California net neutrality bill ‘eviscerated’ in Assembly committee meeting - knuththetruth
https://www.sfchronicle.com/business/article/California-net-neutrality-bill-eviscerated-13011048.php
======
masonic

      In a bipartisan 8-0 vote, the state Assembly Communications and Conveyance Committee...
    

Typical SF Chronicle partisan bias.

 _Seven_ of those eight were _Democrats_. Does that sound like "bipartisan"
action? Also, saying it was 8-0 was a flat lie. It was actually 8-2, with
_both_ votes in opposition to this hatchet job being Republicans.

The votes to gut it: Cervantes, Eduardo Garcia, Kamlager-Dove, Low,
Maienschein, Quirk-Silva, Rodriguez, Santiago.
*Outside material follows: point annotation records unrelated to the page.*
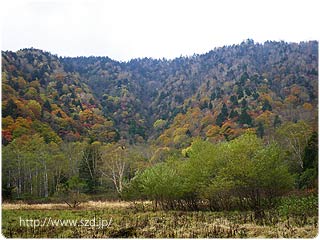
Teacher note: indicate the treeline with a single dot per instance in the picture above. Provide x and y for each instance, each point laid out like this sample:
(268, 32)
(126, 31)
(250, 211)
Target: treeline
(35, 170)
(244, 173)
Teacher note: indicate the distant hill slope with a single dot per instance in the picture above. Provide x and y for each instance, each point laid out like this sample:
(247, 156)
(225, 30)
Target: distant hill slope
(216, 95)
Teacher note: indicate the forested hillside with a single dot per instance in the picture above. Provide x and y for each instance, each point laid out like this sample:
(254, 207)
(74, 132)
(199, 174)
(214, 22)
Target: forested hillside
(93, 125)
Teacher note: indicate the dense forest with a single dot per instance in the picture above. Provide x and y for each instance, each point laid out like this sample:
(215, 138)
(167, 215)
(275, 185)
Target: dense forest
(234, 128)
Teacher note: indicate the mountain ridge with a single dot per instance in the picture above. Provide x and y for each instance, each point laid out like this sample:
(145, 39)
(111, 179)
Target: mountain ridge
(126, 99)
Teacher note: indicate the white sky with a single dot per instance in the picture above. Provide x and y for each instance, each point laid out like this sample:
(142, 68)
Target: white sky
(125, 29)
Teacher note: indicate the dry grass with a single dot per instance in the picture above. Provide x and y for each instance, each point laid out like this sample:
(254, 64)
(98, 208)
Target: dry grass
(90, 205)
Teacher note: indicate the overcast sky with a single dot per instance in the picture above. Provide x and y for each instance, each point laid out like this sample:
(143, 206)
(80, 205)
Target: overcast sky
(125, 29)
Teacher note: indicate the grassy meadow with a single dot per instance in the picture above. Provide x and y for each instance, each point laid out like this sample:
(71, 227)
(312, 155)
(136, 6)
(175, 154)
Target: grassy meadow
(141, 220)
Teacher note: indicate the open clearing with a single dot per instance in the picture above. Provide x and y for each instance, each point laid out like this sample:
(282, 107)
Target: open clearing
(126, 220)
See details under 6/20 activity here:

[http://leginfo.legislature.ca.gov/faces/billVotesClient.xhtm...](http://leginfo.legislature.ca.gov/faces/billVotesClient.xhtml?bill_id=201720180SB822)

------
abritinthebay
Every single one of them is lying through their teeth and should be attacked
_viciously_ over this when re-election comes.

Such horse shit

------
himom
Corruption: It’s What’s For Dinner™